The “South Sea” hotel was going to have 840 rooms in a motel complex along with 250 rooms with private gardens. That concept evolved into the 12-story, 700-room “Polynesian-style” resort. This high rise structure would also feature two-story “out-buildings.” All of the rooms were designed to face the water. Guests would “almost literally feel they have traveled to the far Pacific.”
The 1,450 steel framed unitized rooms for both hotels would be built off-site as modular structures then slipped into the framework on site. The goal was to reduce the weight of each room thereby, reducing the amount of steel necessary to build the structures. A typical room weighed 30-tons while this new process would cut that weight to only 6 tons. The project was meant to be a demonstration of new technologies in keeping with the original spirit of the E.P.C.O.T. project. Each unit was so strong, three could be stacked on top of one another without any additional support. Welton Becket & Associates was hired as architect. There were additional hotels also mentioned in early press releases, to be built in the future, including the Asian, Venetian, and Persian motifs.

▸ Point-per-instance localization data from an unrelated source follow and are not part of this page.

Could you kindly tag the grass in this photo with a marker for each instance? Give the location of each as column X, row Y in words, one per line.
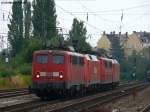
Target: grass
column 18, row 81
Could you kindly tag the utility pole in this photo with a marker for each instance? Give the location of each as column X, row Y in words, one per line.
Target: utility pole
column 121, row 21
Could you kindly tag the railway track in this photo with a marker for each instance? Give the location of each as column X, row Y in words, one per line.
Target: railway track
column 13, row 92
column 146, row 109
column 73, row 105
column 93, row 101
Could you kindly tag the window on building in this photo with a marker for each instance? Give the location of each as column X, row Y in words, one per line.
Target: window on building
column 42, row 58
column 58, row 59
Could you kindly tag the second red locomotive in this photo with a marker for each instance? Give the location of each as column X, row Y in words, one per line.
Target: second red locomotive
column 57, row 72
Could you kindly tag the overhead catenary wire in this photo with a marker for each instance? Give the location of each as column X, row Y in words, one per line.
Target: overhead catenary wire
column 92, row 26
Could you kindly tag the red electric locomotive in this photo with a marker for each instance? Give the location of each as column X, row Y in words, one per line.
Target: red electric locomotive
column 59, row 73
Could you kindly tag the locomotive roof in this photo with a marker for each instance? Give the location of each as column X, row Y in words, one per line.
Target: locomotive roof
column 59, row 51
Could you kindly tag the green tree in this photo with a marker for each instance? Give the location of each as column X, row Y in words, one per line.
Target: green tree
column 15, row 33
column 44, row 20
column 27, row 19
column 78, row 36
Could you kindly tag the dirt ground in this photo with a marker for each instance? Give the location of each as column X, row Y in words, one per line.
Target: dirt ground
column 133, row 103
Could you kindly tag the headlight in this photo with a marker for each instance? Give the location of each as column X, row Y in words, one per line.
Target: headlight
column 37, row 76
column 61, row 76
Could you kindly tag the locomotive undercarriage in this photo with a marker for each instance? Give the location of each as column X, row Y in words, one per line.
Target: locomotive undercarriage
column 52, row 90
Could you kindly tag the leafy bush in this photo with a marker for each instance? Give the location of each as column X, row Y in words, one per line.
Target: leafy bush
column 7, row 73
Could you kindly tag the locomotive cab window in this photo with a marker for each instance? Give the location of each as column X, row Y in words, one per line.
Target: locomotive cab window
column 108, row 64
column 42, row 58
column 58, row 59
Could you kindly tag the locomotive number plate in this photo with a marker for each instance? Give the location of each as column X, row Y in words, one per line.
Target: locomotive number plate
column 42, row 73
column 55, row 74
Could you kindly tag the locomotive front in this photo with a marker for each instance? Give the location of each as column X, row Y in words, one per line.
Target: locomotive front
column 48, row 72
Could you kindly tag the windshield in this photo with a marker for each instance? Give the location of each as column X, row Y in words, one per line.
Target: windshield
column 58, row 59
column 42, row 58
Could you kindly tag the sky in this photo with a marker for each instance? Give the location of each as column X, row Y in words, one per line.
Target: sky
column 103, row 15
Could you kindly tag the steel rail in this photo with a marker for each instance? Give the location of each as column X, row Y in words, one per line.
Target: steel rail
column 13, row 92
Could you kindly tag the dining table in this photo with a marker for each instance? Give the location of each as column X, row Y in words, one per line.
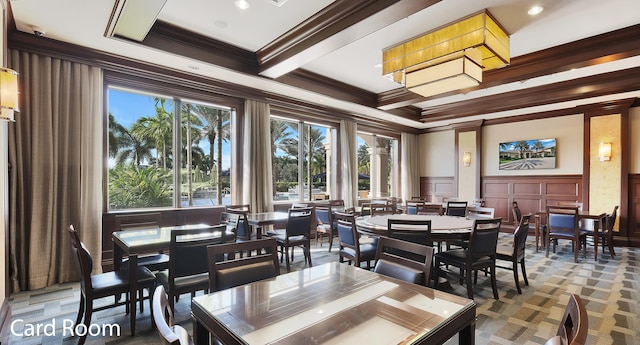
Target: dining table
column 598, row 219
column 262, row 219
column 442, row 227
column 333, row 303
column 132, row 243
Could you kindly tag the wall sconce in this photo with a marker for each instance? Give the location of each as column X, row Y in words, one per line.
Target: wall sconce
column 466, row 159
column 8, row 94
column 605, row 152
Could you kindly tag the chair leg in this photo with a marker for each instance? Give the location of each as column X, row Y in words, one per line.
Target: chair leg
column 81, row 309
column 494, row 284
column 515, row 276
column 469, row 285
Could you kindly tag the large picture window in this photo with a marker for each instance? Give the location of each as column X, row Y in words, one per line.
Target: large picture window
column 146, row 167
column 300, row 164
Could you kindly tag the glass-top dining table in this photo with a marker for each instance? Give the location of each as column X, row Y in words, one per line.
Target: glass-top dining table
column 332, row 303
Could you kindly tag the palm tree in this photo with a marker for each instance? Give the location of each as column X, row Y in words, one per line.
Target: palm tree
column 215, row 128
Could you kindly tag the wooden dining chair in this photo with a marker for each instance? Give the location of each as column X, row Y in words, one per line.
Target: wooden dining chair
column 235, row 264
column 296, row 234
column 480, row 255
column 562, row 224
column 515, row 253
column 188, row 269
column 404, row 260
column 170, row 333
column 350, row 247
column 107, row 284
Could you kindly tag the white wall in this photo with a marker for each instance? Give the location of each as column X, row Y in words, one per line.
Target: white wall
column 568, row 131
column 634, row 122
column 437, row 154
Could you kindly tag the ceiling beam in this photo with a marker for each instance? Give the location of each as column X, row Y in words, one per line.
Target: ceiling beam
column 575, row 89
column 336, row 26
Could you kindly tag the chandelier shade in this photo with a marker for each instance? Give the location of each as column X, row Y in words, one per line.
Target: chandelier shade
column 475, row 40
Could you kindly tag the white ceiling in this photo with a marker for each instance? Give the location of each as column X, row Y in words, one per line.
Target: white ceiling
column 84, row 23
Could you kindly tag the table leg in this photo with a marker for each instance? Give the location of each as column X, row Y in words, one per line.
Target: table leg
column 466, row 336
column 200, row 333
column 133, row 290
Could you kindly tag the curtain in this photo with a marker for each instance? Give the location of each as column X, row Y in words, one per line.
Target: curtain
column 55, row 150
column 410, row 171
column 257, row 165
column 349, row 161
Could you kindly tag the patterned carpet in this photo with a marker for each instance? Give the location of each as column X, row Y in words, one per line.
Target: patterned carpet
column 610, row 289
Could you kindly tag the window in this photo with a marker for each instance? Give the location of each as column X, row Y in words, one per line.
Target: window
column 300, row 163
column 142, row 152
column 376, row 162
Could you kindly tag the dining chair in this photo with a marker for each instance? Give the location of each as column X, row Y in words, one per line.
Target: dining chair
column 391, row 260
column 414, row 206
column 154, row 261
column 574, row 326
column 296, row 234
column 170, row 333
column 188, row 269
column 431, row 210
column 235, row 264
column 107, row 284
column 480, row 254
column 324, row 223
column 562, row 224
column 242, row 228
column 480, row 212
column 350, row 247
column 515, row 253
column 457, row 208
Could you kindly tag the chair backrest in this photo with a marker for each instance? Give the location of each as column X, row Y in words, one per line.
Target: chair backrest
column 347, row 232
column 239, row 216
column 382, row 209
column 299, row 222
column 414, row 206
column 457, row 208
column 611, row 218
column 84, row 261
column 520, row 235
column 243, row 207
column 323, row 214
column 575, row 323
column 563, row 218
column 188, row 250
column 234, row 264
column 517, row 213
column 410, row 230
column 138, row 221
column 483, row 240
column 389, row 263
column 432, row 209
column 163, row 317
column 481, row 212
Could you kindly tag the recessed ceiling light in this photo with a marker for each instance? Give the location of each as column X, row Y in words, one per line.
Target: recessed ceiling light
column 535, row 10
column 242, row 4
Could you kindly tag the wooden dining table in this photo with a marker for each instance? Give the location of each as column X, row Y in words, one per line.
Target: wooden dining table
column 262, row 219
column 131, row 243
column 599, row 220
column 332, row 303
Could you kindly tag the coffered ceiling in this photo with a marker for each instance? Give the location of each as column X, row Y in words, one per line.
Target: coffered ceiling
column 329, row 53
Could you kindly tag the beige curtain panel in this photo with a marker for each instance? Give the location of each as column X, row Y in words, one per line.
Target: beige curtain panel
column 55, row 153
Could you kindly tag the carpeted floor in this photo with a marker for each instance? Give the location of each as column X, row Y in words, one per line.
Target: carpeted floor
column 610, row 289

One of the most impressive new attractions at the Magic Kingdom would be Thunder Mesa. Set in Frontierland, the show building would have been massive and “designed to resemble a ‘table-top mountain,’ typical of those on southwestern deserts.” There would be “a pueblo-style village and other attractions, including the Western River Expedition, a frontier fantasy on the grand scale of Pirates of the Caribbean” in California’s Disneyland.
Another attraction sure to draw tourists would be Space Mountain. “At 20-stories tall, this structure in Tomorrowland will house a number of adventures and attractions themed to the world of the future.” There would be 4 “high speed ‘rocket sled’ tracks” that would “climb the outside of the mountain, then plunge inside for a dark ride, simulating a trip though outer space.”
Also new to this park would be Liberty Square. The land would “recreate America’s past at the time of our nation’s founding. Here, shops and stores will portray the way of life in colonial days, and housed in a replica of Philadelphia’s Independence Hall will be One Nation Under God, an inspiring dramatization about the American Constitution and the 37 Presidents who have led our nation.”
At the heart of the Magic Kingdom would be Cinderella Castle. The PR team stated it would “be the visual focal point for Walt Disney World’s theme park. Twice as high as the castle at California’s Disneyland, it may be seen by guests staying at the ‘Vacation Kingdom’s’ nearby resort hotels.” A sit down restaurant in the Castle’s interior with Medieval decor was also announced.
RCA would be a sponsor and they would be responsible for providing the telecommunications system for the entire resort. This is a drawing of the RCA Information-Communication nerve center.
Walt Disney World was always meant to be more than just a theme park. It was designed to be an all-inclusive resort. One of the major amenities was the variety of water recreational opportunities including sailing, boating, fishing, and water-skiing. The Disney built Seven Seas Lagoon would extend “the existing lake into a three-mile pleasure waterway, dotted with natural and man-made islands.” The Resort promised, “aquatic spectacles and sports, while at the same time retaining its often spectacular beauty.” The “lake and lagoon have already been lined with broad, sandy beaches for sunning and swimming.
Of course, a lot of those early announced features didn’t quite make it to opening day. is there anything in the early plans that you wish had been built as described?